A C# .NET application talks to an external component by calling a known API and marshalling interop structures from the component's response.
This is already implemented and working well. However, once versioning comes into the equation, things get a bit more complicated: as the component will evolve over time thus requiring interop structures be kept in-sync. The application must still be able to talk to components on older versions, so that it has to pick the right interop structs at run-time for a given version of the component.
I've been throwing this problem around in my head for a couple days and haven't come up with anything I'm particularly happy about. Google hasn't been much help, either, so I thought I'd try writing this up and posting it here in an effort to get some feedback. This is what I have so far.
Package all versions of the structs in a library, have a registry and decide at runtime which structs to use
Here, every new version of the structs is compiled into the new version of the .NET application, and some kind of registry is responsible for mapping API versions to interop struct versions in the library.
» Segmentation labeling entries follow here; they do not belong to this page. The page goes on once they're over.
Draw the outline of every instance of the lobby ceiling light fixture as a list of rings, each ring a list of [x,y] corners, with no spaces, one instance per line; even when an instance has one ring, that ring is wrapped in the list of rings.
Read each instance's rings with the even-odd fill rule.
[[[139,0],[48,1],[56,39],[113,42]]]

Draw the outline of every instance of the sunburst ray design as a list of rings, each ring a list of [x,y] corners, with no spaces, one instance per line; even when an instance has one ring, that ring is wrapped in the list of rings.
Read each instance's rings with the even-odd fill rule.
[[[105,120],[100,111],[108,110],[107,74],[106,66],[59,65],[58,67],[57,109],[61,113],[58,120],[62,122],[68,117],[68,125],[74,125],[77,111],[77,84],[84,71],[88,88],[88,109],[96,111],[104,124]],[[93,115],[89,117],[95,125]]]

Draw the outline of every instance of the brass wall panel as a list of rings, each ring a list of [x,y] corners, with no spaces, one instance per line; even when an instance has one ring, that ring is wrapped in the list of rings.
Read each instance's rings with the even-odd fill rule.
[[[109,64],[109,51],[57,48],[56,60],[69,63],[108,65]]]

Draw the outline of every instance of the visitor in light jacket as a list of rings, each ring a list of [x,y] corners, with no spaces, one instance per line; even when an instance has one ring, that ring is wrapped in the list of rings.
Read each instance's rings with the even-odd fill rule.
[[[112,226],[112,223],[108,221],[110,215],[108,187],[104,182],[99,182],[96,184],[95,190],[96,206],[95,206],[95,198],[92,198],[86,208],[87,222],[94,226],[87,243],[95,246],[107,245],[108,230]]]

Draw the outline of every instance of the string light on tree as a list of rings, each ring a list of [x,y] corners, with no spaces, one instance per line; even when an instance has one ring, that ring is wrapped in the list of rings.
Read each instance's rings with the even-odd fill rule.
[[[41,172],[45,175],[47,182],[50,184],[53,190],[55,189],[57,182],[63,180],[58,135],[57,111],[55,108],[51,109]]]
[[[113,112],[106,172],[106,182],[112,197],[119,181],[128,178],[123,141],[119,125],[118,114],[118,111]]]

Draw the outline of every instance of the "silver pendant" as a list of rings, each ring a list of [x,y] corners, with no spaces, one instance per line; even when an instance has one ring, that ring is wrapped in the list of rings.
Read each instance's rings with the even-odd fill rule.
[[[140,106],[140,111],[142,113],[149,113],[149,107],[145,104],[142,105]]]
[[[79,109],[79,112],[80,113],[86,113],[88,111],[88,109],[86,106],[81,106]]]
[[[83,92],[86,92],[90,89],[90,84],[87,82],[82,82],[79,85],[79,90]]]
Class/struct naming becomes an issue, since Class1
would now have to be called Class1_v1_1
or some other way to disambiguate based on the name (either that, or use the same name and put them in a separate namespace).
Load versions of the interop structures from a versioned DLL
Here, every version of the interop structs would be compiled into an individual DLL and loaded dynamically based on the API version. A mapping would still need to be created between API version and DLL name.
The naming problem disappears, but certainly there are a lot more moving pieces for deployment and consequently things that can go wrong at runtime.
As I said, I'm not happy with either one and feel that there's a much obvious/cleaner/elegant solution which is escaping me. I can't imagine that I'm the first person who's had to support changing versions of a dependent component, so is there some known pattern which can provide some guidance for scenarios such as this?
Thanks in advance for any feedback &/or possible alternatives!